Last year, she established an outreach program to give parents tools to care for disabled children. Designating days of the week by certain conditions, such as autism, Pierce made the center available for free physical therapy, basic medical care, education, structured play time and, not least of all, bags of rice.
The center has come to be seen as a place where parents and disabled children are protected, not judged. And parents (some carrying their children) walk up to two hours each way to make the visit. About 70 children are in the outreach program.
In just two years, Pierce has built up what’s now known as the Miriam Center with five programs, each addressing a different need. The center also cares for 32 orphans at the Miriam Home.
Across the street, the center has a school for deaf children. And Rou’s Corner at the Miriam Home gives terminally ill children a safe place to live out their final days. Pierce established the program after the father of a newborn with severe deformities, including a cleft palette, told the mission staff that his village would kill his daughter if he took her home.
Pierce also created an educational center at Miriam Home, stocking it with, among other things, hundreds of toys (puzzles, Legos, etc.) that she’s lugged in trunks from the US. The kids play in an enclosed patio, near the heart of the Mission, where they can be seen and heard by everybody.
That visibility is key. Even though the cultural norm is to keep these children out of sight, Pierce says, firmly: “We’re not hiding these kids.”
Her goal — to “take the invisible and make them visible” — is accomplished in every task. The staff of 15 Haitian workers treat the children as they would their own, patiently staying with them through bathing, meals and play.
And play is a big deal. Though some of the children are challenged with the toughest of disabilities – including cerebral palsy and hydrocephalus — Pierce makes sure each one gets to be a kid, playing with shaving cream and Slip ‘n Slides, and dipping their feet in paint to make keepsake footprints.

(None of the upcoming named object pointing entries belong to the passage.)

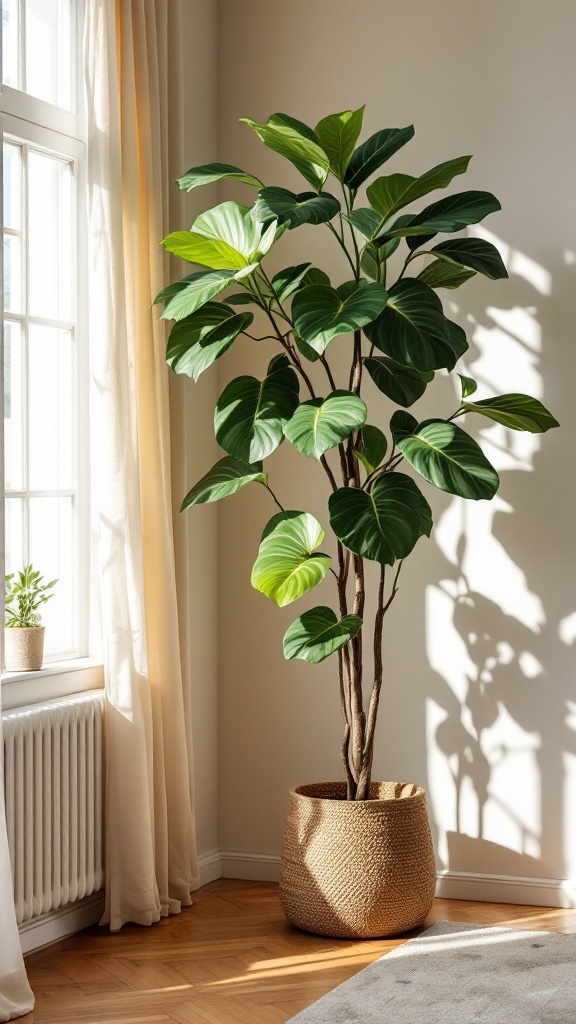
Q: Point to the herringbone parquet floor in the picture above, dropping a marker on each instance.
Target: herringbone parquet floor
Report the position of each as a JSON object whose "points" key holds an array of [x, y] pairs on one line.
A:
{"points": [[231, 958]]}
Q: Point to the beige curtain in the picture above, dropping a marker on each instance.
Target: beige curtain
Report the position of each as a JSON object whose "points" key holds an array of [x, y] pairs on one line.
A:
{"points": [[133, 60]]}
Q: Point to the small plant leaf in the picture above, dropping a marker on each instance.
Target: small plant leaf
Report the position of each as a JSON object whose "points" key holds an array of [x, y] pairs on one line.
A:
{"points": [[317, 634]]}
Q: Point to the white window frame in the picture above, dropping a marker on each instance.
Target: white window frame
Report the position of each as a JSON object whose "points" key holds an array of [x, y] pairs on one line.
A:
{"points": [[33, 122]]}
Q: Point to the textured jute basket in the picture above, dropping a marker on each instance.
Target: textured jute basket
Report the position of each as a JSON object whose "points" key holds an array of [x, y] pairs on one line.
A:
{"points": [[357, 869], [24, 648]]}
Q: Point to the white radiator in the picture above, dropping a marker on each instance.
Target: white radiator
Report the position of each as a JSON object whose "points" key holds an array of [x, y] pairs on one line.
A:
{"points": [[53, 788]]}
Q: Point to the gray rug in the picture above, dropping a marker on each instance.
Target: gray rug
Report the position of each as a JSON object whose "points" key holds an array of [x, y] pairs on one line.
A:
{"points": [[460, 974]]}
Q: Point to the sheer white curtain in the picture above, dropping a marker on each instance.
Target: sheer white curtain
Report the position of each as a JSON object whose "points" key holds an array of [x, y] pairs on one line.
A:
{"points": [[132, 49]]}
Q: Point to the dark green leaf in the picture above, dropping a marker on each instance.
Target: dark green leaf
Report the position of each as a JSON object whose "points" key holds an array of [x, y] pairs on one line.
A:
{"points": [[384, 523], [317, 634], [214, 172], [519, 412], [412, 329], [288, 281], [444, 273], [322, 423], [449, 214], [474, 253], [468, 385], [320, 312], [287, 567], [402, 384], [250, 414], [192, 292], [198, 340], [228, 476], [374, 152], [450, 459], [391, 194], [306, 208], [372, 448], [337, 135], [295, 141]]}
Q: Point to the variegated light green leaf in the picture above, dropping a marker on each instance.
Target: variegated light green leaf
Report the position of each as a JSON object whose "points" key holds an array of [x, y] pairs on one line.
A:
{"points": [[317, 634], [322, 423], [295, 141], [447, 457], [228, 476], [288, 566], [384, 523], [250, 414], [337, 135], [519, 412]]}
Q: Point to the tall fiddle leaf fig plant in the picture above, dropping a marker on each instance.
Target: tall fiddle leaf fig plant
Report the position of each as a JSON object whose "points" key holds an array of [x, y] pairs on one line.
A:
{"points": [[393, 331]]}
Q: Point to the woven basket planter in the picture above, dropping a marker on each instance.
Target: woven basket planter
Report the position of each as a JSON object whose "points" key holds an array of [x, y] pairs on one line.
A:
{"points": [[24, 648], [357, 869]]}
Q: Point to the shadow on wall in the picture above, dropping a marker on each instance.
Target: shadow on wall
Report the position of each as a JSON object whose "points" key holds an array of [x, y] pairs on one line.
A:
{"points": [[500, 622]]}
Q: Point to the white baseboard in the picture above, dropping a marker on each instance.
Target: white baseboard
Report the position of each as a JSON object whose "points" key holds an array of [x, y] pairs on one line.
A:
{"points": [[59, 924], [506, 889]]}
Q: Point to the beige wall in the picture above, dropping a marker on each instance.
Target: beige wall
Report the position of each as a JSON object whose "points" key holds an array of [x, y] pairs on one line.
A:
{"points": [[480, 705]]}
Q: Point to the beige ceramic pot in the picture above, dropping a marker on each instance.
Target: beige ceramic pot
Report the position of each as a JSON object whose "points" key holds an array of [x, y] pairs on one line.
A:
{"points": [[357, 869], [24, 648]]}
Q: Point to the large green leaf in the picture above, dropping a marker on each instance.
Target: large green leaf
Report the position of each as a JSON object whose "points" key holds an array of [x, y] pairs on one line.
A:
{"points": [[445, 273], [287, 281], [387, 195], [519, 412], [250, 414], [295, 141], [228, 476], [322, 423], [317, 634], [306, 208], [215, 172], [287, 565], [321, 313], [402, 384], [337, 135], [198, 340], [372, 448], [449, 214], [474, 253], [189, 294], [374, 152], [449, 459], [384, 523], [412, 329]]}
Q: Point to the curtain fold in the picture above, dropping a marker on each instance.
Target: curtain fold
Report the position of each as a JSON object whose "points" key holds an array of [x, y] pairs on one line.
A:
{"points": [[150, 830]]}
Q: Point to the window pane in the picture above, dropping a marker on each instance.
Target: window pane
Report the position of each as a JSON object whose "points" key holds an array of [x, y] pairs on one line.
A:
{"points": [[10, 44], [14, 534], [12, 274], [12, 186], [48, 51], [13, 407], [49, 409], [51, 551], [50, 237]]}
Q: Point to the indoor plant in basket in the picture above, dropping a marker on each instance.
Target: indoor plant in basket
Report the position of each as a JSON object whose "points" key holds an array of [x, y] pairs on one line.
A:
{"points": [[358, 858], [24, 634]]}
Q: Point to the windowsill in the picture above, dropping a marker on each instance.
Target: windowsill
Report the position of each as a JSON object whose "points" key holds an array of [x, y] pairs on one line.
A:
{"points": [[56, 679]]}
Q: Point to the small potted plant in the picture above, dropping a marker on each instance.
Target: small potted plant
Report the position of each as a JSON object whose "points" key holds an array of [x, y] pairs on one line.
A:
{"points": [[24, 634], [358, 857]]}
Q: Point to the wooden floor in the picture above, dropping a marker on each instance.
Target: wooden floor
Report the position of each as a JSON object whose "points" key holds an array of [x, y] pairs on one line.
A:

In short, Pierce says everyone from the staff to the parents to the U.S. volunteers is taught “these kids are worth it.”
It’s her dream to spread this message throughout Haiti.

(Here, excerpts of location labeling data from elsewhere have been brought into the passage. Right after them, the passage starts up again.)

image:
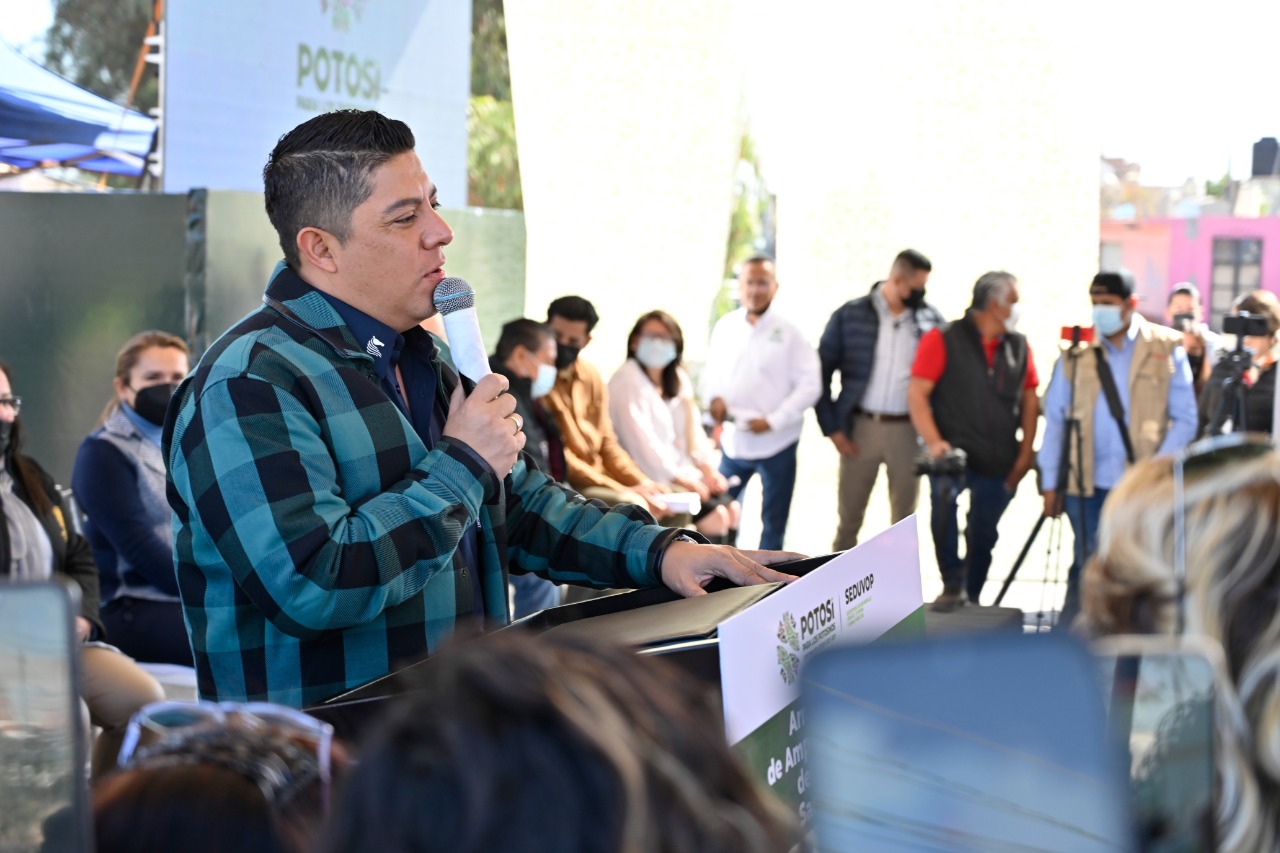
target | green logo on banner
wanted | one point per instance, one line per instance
(789, 662)
(343, 12)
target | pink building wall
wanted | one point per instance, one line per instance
(1161, 252)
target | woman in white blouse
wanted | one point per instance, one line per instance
(657, 420)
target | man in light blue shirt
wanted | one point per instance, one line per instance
(1156, 402)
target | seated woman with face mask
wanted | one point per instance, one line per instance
(1217, 410)
(658, 423)
(119, 482)
(39, 543)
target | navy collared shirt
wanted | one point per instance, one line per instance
(412, 352)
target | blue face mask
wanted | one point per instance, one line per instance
(1107, 319)
(544, 381)
(656, 352)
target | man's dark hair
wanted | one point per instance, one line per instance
(991, 286)
(912, 259)
(524, 332)
(1184, 290)
(528, 742)
(319, 172)
(574, 309)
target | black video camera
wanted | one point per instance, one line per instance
(950, 464)
(1244, 324)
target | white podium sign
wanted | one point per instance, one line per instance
(864, 594)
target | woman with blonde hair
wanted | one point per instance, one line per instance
(1193, 544)
(119, 482)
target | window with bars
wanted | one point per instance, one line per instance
(1237, 269)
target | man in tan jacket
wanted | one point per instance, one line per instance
(1156, 405)
(597, 465)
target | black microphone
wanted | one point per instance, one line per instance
(456, 302)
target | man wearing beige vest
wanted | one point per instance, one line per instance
(1156, 402)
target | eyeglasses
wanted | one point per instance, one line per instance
(279, 748)
(1200, 459)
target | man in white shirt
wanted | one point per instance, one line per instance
(759, 379)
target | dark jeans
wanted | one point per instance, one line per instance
(533, 593)
(150, 632)
(777, 479)
(987, 501)
(1084, 528)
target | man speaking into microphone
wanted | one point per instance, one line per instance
(341, 503)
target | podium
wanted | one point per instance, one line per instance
(653, 621)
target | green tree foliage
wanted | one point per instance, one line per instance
(490, 74)
(493, 160)
(1217, 188)
(745, 223)
(493, 167)
(750, 201)
(96, 44)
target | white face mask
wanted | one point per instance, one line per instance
(1015, 313)
(544, 381)
(656, 352)
(1107, 319)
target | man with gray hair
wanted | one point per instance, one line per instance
(973, 387)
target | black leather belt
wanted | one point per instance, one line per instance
(882, 418)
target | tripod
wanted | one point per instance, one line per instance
(1230, 405)
(1064, 471)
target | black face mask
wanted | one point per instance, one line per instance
(152, 401)
(566, 356)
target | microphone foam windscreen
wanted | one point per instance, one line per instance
(453, 295)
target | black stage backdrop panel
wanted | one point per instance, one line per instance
(80, 274)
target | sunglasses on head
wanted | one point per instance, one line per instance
(277, 747)
(1197, 460)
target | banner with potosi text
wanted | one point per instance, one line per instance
(864, 594)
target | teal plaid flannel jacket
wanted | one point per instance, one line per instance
(315, 536)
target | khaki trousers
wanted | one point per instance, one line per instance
(891, 445)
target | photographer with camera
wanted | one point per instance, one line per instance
(1185, 313)
(1132, 398)
(973, 387)
(1240, 392)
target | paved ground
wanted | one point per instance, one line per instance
(813, 524)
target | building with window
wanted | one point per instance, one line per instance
(1223, 255)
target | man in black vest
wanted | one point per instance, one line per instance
(973, 387)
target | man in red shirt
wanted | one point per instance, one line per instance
(973, 388)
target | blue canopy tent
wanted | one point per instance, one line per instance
(46, 121)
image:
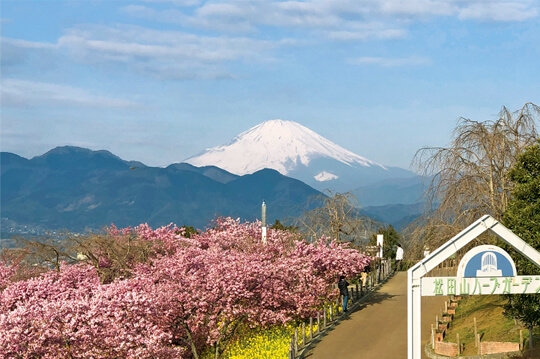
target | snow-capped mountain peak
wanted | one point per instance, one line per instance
(281, 145)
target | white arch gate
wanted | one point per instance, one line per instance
(415, 274)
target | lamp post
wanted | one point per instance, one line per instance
(263, 221)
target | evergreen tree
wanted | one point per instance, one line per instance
(523, 218)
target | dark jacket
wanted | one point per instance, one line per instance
(342, 285)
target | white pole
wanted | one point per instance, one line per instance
(414, 311)
(263, 220)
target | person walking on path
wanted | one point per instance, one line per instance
(343, 286)
(399, 257)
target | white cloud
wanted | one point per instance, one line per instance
(175, 2)
(389, 62)
(22, 93)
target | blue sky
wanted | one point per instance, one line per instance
(162, 80)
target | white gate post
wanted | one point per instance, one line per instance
(414, 316)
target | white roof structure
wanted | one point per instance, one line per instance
(415, 274)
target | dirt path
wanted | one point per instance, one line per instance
(378, 328)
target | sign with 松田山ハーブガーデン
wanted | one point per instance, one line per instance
(483, 270)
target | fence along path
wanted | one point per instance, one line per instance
(377, 327)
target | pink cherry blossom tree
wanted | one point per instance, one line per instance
(188, 297)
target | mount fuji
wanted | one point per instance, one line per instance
(298, 152)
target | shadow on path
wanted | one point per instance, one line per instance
(376, 327)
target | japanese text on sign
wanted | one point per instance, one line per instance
(433, 286)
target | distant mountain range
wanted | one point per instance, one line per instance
(298, 152)
(281, 162)
(76, 188)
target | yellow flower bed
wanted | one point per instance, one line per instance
(272, 343)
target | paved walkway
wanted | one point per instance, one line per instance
(378, 328)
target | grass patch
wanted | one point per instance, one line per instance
(492, 325)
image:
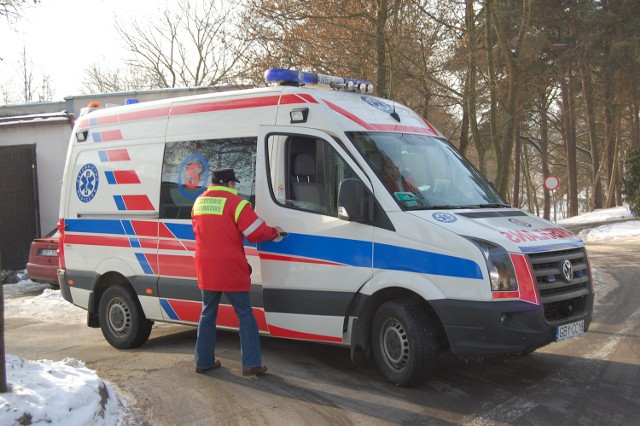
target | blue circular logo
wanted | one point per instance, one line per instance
(193, 176)
(520, 222)
(444, 217)
(87, 183)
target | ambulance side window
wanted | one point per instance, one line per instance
(305, 173)
(187, 169)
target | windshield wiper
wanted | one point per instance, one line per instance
(471, 206)
(493, 205)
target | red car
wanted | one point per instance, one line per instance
(43, 259)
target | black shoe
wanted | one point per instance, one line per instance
(202, 370)
(254, 371)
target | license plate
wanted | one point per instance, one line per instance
(568, 331)
(48, 252)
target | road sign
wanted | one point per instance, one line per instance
(551, 183)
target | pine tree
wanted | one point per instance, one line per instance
(631, 180)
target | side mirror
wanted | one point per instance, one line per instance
(353, 201)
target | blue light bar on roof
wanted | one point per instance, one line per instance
(299, 78)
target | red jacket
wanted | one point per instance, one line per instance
(220, 219)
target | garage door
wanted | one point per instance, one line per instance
(19, 218)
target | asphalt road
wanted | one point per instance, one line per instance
(590, 380)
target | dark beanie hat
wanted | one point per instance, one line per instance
(224, 176)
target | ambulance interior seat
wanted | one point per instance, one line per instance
(307, 193)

“We’re not asking for pity, because the children… don’t need it,” Pierce says. “They need someone to look at them and actually see them.”
It’s a lofty goal, and both Pierce and the center have their limitations. She’s not professionally trained to diagnose or treat these children. She doesn’t have regular physical or occupational therapists, and relies on U.S. volunteers who visit throughout the year.
Still, the alternative – that disabled children would be shunned or worse – is a reminder of how fortunate these children are.
She doesn’t pretend to have all answers, but she believes the answer isn’t to pluck disabled children out of Haiti, so her orphans aren’t put up for adoption. Instead, Pierce believes they should be raised to adulthood so that Haiti can believe in them as much as she does.
And after Miriam Center supporters in the United States raised $540,000 through a Twitter fundraiser earlier this year, Pierce is moving to build a home for the children when they grow up. Long term, she hopes to duplicate Miriam Centers in other parts of the world
With Miriam Home filled to capacity, Pierce does what she can for others still seeking help. When a Port-de-Paix pastor showed up with six children from his orphanage, she set to work evaluating each one and enrolled them in her outreach program.
“You’re one of mine too,” she told one of the boys. “I can definitely see that.”
Ultimately, she wants to leave the programs in the hands of her Haitian workers; “to the point where I can walk away,” she says.
That day will come when Haitians see these children as theirs. When Haiti tells them: ‘This is where you belong.’